Botanical Alchemy
There was once a man named Kian who loved God very much. One day, he found himself walking with God in a forest and asked, “Please show me your power. I desire to truly understand and experience it fully.” God chuckled and pointed to a village nestled within the woods. “You are thirsty, child. Go to that village, knock on the first door you come to, and ask for tea made from the root and the vine.”
“Great power is worry, and total power is boredom, such that even God renounces it and pretends, instead, that he is people and fish and insects and plants; the myth of the king who goes wandering among his subjects in disguise.”
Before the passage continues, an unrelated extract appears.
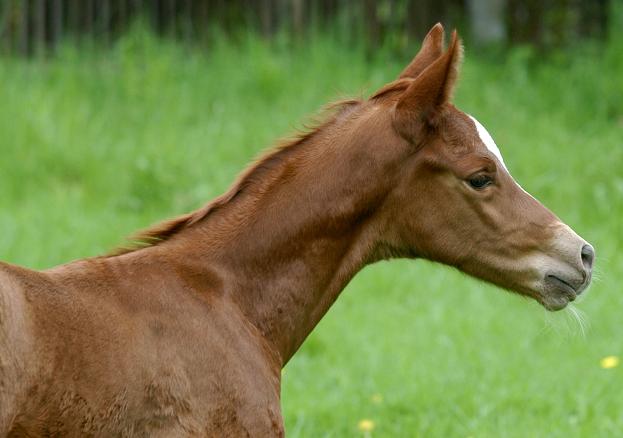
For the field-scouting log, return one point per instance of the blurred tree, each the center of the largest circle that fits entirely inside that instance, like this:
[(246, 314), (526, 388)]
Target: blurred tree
[(30, 26)]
Immediately, Kian did as God commanded. As he approached the village, he came across a small hut and knocked on the door. The door opened, and there before him stood the most beautiful being he had ever seen. Mesmerized, he completely forgot where he had come from and what he was doing. He had lost himself but gained something far greater. The woman’s name was Incarnata, and when she saw the lost stranger at her doorstep, she invited him in for tea. Kian stayed in the village and eventually married Incarnata. They had three beautiful children. There were times of plenty and times of scarcity, times of joy and times of terror. The years went by, and their experiences grew.
"The glory which You have given Me I also have given to them, so that they may be one, just as We are one; I in them and You in Me, that they may be perfected in unity, so that the world may know that You sent Me, and You loved them, just as You loved Me."
One day, the rains came, and they did not stop. The villagers all fled for the hills. Kian grabbed his two children, and Incarnata grabbed the third. As the waters rose, Incarnata and the child were swept away and did not come up. Kian frantically placed his children on a high rock and dove into the water to find them, but it was too late. As he made his way back to his remaining children, he watched as the water suddenly rose up and swallowed them too. Consumed with indescribable grief, he floated in the churning waters and finally climbed onto a long, flat rock and wept.
“All ‘things’ are God made manifest in the physical. God creates unlimited possibilities which are being played out for us to ‘get it/wake up’. How easily we recognize the Divine behind a gorgeous sunset; a stunning rainbow; a majestic eagle gliding across the sky. But God wears infinite disguises. God is also peering out from behind the eyes of the leper; behind the young girl who pierces her arm with a drug-filled needle; the pile of rotting refuse which becomes home to rats and street people.”
After some time, he felt a gentle and loving hand on his shoulder. As he looked up, he found himself lying on the forest floor, and God was standing before him. “Are you still thirsty, my child?”